Both direct connect and gateway configurations are affected.
SP panic and unexpected reboot after approximately 2 months of runtime with a two SCG configuration
SP panic and unexpected reboot after approximately 4 months of runtime with a single SCG configuration, or direct-connect.
Cause
The panic should only occur on the primary SP running the ESE process and following the panic the resources are released.
Resolution
This issue is fixed in Unity Operating Environment (OE) version 5.3.1.0.5.008.
Workaround:
There are multiple workarounds available; see the Additional Info section for the detailed steps for each workaround.
Additional Information
Workaround Option #1:
Restarting SupportAssist when the number of zombie curl processes has become high will clear them out and prevent an SP panic from occurring.

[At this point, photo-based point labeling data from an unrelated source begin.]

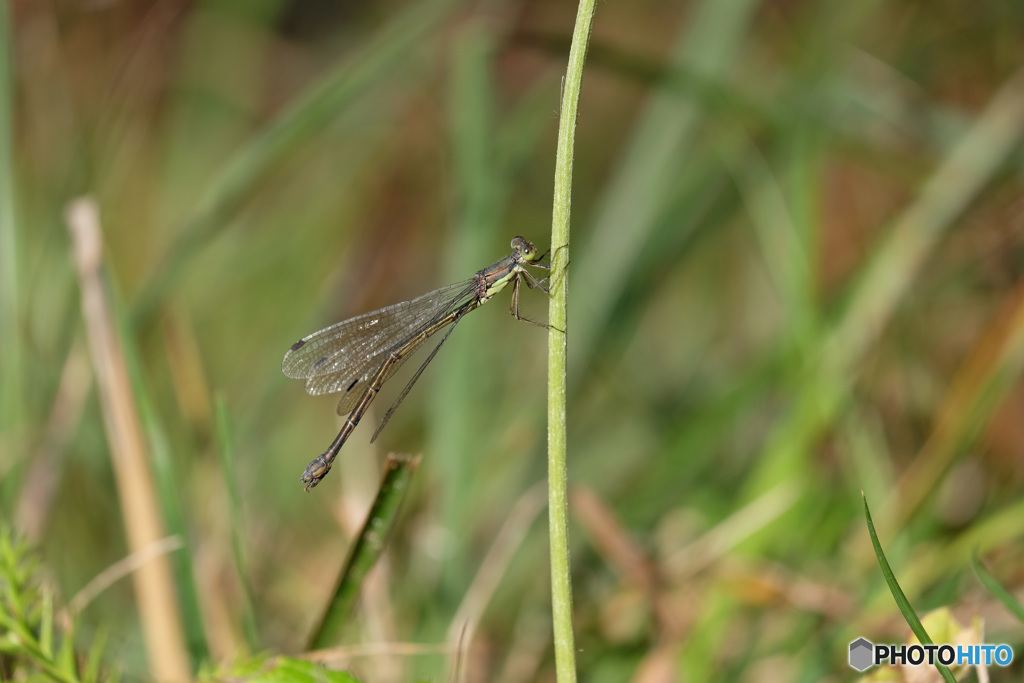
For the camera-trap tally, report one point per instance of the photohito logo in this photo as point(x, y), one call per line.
point(864, 653)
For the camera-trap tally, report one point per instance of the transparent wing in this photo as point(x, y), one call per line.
point(347, 354)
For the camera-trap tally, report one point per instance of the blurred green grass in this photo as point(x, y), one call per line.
point(265, 169)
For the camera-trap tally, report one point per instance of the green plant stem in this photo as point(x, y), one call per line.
point(561, 585)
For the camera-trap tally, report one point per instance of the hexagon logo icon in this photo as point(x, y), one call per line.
point(861, 653)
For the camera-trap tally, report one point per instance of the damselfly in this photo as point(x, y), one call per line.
point(356, 356)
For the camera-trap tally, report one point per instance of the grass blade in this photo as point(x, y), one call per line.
point(367, 548)
point(904, 605)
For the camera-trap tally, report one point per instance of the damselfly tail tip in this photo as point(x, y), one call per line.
point(315, 471)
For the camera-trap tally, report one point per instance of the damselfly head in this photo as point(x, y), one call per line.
point(523, 251)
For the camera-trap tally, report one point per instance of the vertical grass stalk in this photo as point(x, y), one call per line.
point(561, 586)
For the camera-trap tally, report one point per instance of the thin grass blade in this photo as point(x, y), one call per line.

The recommended threshold for restarting SupportAssist is 5,000. The commands for checking the number of zombie (defunct) curl processes and restarting SupportAssist are shown below.
14:01:20 service@none spb:~/user# ps -ef |grep curl|grep defunct|wc -l
4702 <----------------Current Number of zombie curl processes
14:01:52 service@none spb:~/user# svc_supportassist --restart
Restart in progress........Completed!
14:03:59 service@none spb:~/user# svc_supportassist --status
State: Running
Type: Connect through a gateway server
Connectivity: Reachable
Primary gateway: https://1.2.3.4:9443 (Reachable)
Remote Access: Yes
RSC Enabled: No
Version: 4.7.7.21
Initialized: Yes
Proxy mode: none
14:04:22 service@none spb:~/user# ps -ef |grep curl|grep defunct|wc -l
0 <----------------- Number of zombie curl processes after SupportAssist restart
Workaround Option #2:
A new UDoctor script (udoctor_update_supportassist) has been developed and is being made available to connected Unity arrays in a staggered rollout. If accepted and installed, the new Udoctor script will clear any zombie (defunct) curl processes and also prevent the accumulation of any new zombie (defunct) curl processes in the future.

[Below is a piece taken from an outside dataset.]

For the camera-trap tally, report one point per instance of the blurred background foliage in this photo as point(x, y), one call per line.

The UDoctor script is pushed automatically to systems which have callhome enabled and which call home and indicate they have 5.3.0 installed. In the past, priority was given to systems which had high numbers of zombie processes, but that priority has been eliminated and we are now accelerating the rollout to all systems which connect home indicating 5.3.0. Once the package has been pushed to your system, you will see an alert similar to the one shown:
UDoctor packages are used to apply targeted updates, workarounds, and configuration changes to the Unity array, independent of a full software OE upgrade.

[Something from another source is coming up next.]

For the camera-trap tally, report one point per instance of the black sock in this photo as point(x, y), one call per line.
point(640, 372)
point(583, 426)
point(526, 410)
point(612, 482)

Reference knowledge article Dell Unity: UDoctor package (xxxxxx) is now available for installation. (User Correctable) for how to identify if a new UDoctor package is available and how to accept and install a new UDoctor package.
NOTE 1:
When an upgrade (NDU) of the Unity OE is performed it will overwrite any changes made by the UDoctor package. This means when the software fix becomes available in a new Unity OE release, a standard NDU can be performed and no additional steps are required.
NOTE 2:
There is no way to override the inventory/push process and force the UDoctor package to be pushed to any particular Unity system. The inventory/push process occurs weekly. For customers who desire the fix sooner, the correct solution is to upgrade to Unity OE version 5.3.1.0.5.008 (5.3 SP1). Alternatively, customers can utilize the other workarounds listed above.